Tout le monde disait qu'Eddie était un 'taré'. Pourtant elle ne l'avait jamais vu faire du mal à quelqu'un, contrairement à Jason. Personne ne se plaignait de lui, sauf pour dire à quel point il était 'bizarre' et 'différent'. Eddie se contentait d'être seul ou avec ses copains dans son coin. A jouer à des… jeux ? Bon, d'accord. Elle ne le comprenait pas non plus. Mais est-ce que ça faisait d'eux de mauvaises personnes ? Bizarres oui. Et alors ? Ce n'était pas quelque chose de formidable d'être tous différents ? Les gens, elle le savait, avaient peur de la différence. Pas elle. Elle aimait bien le fait que des gens osent sortir de cette norme dans laquelle elle se noyait tous les jours un peu plus. Quelque part, elle aurait voulu savoir ce que ça faisait d'échanger de corps avec Eddie Munson et vivre une journée libre : manger ce qu'elle voulait, ne pas travailler si elle ne le pouvait pas, arrêter de suivre les cours de sports intensifs qu'elle s'imposait… Se reposer.

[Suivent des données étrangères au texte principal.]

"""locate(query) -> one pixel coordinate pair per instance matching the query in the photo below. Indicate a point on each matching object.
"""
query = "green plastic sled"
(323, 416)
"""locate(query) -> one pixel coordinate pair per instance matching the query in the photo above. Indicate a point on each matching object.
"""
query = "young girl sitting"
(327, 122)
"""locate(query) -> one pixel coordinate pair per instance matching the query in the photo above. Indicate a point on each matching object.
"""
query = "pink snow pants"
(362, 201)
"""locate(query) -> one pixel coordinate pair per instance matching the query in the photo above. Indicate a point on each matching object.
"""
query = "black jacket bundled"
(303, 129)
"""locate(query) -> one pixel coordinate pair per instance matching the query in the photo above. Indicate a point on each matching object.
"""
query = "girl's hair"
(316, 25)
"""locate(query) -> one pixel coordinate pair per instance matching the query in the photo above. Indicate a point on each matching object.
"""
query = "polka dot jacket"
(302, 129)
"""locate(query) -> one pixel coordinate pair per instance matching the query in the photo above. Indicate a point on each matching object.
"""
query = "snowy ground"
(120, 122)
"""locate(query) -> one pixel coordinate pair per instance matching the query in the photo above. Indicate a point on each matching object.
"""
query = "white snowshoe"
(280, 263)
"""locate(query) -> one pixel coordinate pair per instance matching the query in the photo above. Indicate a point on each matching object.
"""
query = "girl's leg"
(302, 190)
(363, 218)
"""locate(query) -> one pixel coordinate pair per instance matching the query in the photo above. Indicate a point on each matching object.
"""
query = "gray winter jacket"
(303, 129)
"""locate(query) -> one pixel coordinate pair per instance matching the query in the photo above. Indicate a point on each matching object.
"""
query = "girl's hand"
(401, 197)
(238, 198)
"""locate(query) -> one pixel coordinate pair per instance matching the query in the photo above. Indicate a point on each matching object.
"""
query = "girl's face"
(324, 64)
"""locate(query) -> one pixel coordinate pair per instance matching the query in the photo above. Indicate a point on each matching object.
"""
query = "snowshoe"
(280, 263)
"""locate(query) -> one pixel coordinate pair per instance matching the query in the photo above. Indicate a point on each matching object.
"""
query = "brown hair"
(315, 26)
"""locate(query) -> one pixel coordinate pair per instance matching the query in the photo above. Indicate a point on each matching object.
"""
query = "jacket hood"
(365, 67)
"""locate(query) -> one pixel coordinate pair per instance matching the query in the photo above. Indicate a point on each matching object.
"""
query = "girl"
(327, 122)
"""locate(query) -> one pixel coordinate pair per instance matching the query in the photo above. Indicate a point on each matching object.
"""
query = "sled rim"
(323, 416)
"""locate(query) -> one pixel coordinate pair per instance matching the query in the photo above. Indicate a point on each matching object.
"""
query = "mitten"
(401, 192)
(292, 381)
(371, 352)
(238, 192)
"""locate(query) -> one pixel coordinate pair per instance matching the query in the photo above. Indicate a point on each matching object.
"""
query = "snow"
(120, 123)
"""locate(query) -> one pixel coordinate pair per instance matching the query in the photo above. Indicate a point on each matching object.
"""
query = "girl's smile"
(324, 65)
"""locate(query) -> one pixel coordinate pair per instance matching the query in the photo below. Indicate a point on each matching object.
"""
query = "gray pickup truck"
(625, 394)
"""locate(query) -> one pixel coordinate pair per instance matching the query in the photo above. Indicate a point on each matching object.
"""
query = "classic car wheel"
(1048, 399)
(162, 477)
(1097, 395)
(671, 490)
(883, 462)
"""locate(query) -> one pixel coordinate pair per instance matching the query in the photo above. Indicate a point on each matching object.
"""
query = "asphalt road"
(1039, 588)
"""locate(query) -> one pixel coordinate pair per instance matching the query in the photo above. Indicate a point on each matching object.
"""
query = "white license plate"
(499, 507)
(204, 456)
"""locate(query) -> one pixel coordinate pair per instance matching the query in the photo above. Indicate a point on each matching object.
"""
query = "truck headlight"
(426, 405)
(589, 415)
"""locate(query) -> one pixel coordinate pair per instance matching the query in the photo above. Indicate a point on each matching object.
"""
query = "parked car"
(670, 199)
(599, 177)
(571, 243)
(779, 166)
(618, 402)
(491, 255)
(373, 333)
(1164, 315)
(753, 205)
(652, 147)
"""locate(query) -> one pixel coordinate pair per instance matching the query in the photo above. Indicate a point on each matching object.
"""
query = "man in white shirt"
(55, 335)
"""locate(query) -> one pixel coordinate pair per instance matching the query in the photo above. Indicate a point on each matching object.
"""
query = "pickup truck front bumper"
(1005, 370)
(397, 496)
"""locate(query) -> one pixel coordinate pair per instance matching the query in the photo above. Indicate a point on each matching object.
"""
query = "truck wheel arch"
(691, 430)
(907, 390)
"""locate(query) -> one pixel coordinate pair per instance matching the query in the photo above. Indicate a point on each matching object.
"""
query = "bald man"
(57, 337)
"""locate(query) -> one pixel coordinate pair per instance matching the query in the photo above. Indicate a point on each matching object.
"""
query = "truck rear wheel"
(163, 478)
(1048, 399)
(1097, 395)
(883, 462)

Et au final, c'était quoi sa vie à Eddie ? Que faisait-il de ses journées ? Est-ce que c'était si amusant que ça son Hellfire club ? Quelque part ce garçon fascinait tout le monde par sa différence. Quelque part, sans s'en rendre compte, c'était peut-être dû à de la jalousie.
Lui, agissait comme il le voulait. Si demain il mourait, sûrement qu'il ne regretterait rien.